Hermes 3: The First Fine-Tuned Llama 3.1 405B Model

phren0logy · 2024-08-15T20:50:16 1723755016

I look forward to trying this out, mostly because I’m very frustrated with censored models.

I am experimenting with summarizing and navigating documents for forensic psychiatry work, much of which involves subjects that instantly hit the guard rails of LLMs. So far, I have had zero luck getting help from OpenAI/Anthropic or vendors of their models to request an exception for uncensored models. I need powerful models with good, hipaa-compliant privacy, that won’t balk at topics that have serious effects on people’s lives.

Look, I’m not excited to read hundreds of pages about horrible topics, either. If there were a way to reduce the vicarious trauma of people who do this work without sacrificing accuracy, it would be nice. I’d like to at least experiment. But I’m not going to hold my breath.

d13 · 2024-08-15T21:16:53 1723756613

All base, “text-completion” models are uncensored, including Llama 3. You can make text-completion models behave like an uncensored “instruct” (chat) model simply by providing it with 10 to 20 examples of a chat dialogue in the initial prompt context, making sure to use the model’s exact prompt format. Once the model notices the pattern, it will continue like that.

Surprisingly few people seem to know this. But, this is how chat models were created in the GPT3/2 era before instruct models became the norm.

rustcleaner · 2024-08-16T03:01:52 1723777312

I often force compliance out of Llama by starting Llama's response in a very compliant manner.

My favorite use right now is for language translations. I finally feel comfortable browsing foreign languages, knowing Google isn't sitting there as a third party with a coherent view of my foreign language readings!
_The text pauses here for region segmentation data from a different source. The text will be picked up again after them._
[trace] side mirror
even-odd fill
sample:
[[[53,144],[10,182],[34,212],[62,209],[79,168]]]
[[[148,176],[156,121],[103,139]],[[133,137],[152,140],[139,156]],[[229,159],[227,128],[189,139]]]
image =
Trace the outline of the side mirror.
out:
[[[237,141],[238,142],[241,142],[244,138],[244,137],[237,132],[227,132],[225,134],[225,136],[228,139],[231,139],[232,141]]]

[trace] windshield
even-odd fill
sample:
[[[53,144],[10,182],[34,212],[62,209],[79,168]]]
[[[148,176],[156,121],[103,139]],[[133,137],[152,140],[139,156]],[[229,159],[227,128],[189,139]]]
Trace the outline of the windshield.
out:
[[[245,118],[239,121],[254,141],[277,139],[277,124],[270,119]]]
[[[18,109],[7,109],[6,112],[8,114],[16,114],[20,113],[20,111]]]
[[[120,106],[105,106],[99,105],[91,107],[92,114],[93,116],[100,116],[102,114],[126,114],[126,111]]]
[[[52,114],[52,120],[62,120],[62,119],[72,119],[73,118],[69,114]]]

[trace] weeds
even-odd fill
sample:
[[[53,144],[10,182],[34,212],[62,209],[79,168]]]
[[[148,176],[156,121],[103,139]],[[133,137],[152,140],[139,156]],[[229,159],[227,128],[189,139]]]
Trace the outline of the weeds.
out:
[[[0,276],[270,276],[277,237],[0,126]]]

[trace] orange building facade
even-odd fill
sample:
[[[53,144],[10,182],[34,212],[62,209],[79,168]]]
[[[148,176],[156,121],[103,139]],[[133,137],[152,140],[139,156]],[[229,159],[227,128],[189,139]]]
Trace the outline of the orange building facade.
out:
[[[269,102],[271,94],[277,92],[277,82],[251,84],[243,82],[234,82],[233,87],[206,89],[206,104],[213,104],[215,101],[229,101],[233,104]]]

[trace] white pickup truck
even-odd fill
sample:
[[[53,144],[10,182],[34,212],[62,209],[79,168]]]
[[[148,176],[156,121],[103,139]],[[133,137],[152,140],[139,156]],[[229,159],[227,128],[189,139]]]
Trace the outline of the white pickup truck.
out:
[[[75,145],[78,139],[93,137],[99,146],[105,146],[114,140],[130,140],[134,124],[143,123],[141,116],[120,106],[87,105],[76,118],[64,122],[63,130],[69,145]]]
davidzweig · 2024-08-16T01:33:26 1723772006

I was trying this with the original llama model. I guess the model didn't really know it's meant to be a 'knowledgeable ai assistant', but rather simulated chats it had seen. If you asked it, 'how to make brownies', it might reply, 'idk, can't you google it?'.

d13 · 2024-08-16T11:10:18 1723806618

When you prime it with those initial 10-20 examples, the responses need to be in the style that you’d like it to respond to. You can use Claude or ChatGPT to help you write those. The model will then just continue on in that same style.
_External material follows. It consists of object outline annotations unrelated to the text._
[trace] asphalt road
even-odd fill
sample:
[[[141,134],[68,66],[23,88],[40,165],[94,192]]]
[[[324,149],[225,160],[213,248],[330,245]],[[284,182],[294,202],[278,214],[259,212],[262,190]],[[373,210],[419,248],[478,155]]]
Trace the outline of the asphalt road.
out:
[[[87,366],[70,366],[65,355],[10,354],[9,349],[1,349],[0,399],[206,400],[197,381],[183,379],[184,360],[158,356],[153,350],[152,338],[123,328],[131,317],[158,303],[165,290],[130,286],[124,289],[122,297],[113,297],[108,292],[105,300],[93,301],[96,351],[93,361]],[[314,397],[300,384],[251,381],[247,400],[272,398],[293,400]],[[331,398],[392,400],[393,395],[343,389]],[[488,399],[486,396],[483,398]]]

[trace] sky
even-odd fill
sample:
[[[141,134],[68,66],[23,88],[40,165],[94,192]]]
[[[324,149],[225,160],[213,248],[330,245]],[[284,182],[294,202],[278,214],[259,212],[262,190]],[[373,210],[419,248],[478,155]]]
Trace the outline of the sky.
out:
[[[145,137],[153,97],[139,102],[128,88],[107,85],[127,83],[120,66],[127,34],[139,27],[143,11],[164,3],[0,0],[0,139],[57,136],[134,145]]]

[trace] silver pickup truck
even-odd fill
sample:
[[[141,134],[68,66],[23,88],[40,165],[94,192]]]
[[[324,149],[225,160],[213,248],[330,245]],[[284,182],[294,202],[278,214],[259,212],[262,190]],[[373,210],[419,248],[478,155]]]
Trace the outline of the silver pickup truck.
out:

viraptor · 2024-08-16T11:26:40 1723807600

Unfortunately those examples blow up the cost compared to just asking the question. It's a nice workaround, but not always feasible. (Unless everyone adopts context caching like deepseek and anthropic did)

kenmacd · 2024-08-16T14:53:25 1723820005

> by providing it with 10 to 20 examples of a chat dialogue in the initial prompt context

Can you recommended examples (or a source of examples) that would have models act similar to the instruct models?

torginus · 2024-08-15T21:54:15 1723758855

How good are these models at summarization anyways? I tried uploading obscure books I've already read, to GPT4 and Claude 3 and asked them to summarize the plot and particular details, as well as asking how many times does a particular thing happen in the book, and the results have been hit and miss.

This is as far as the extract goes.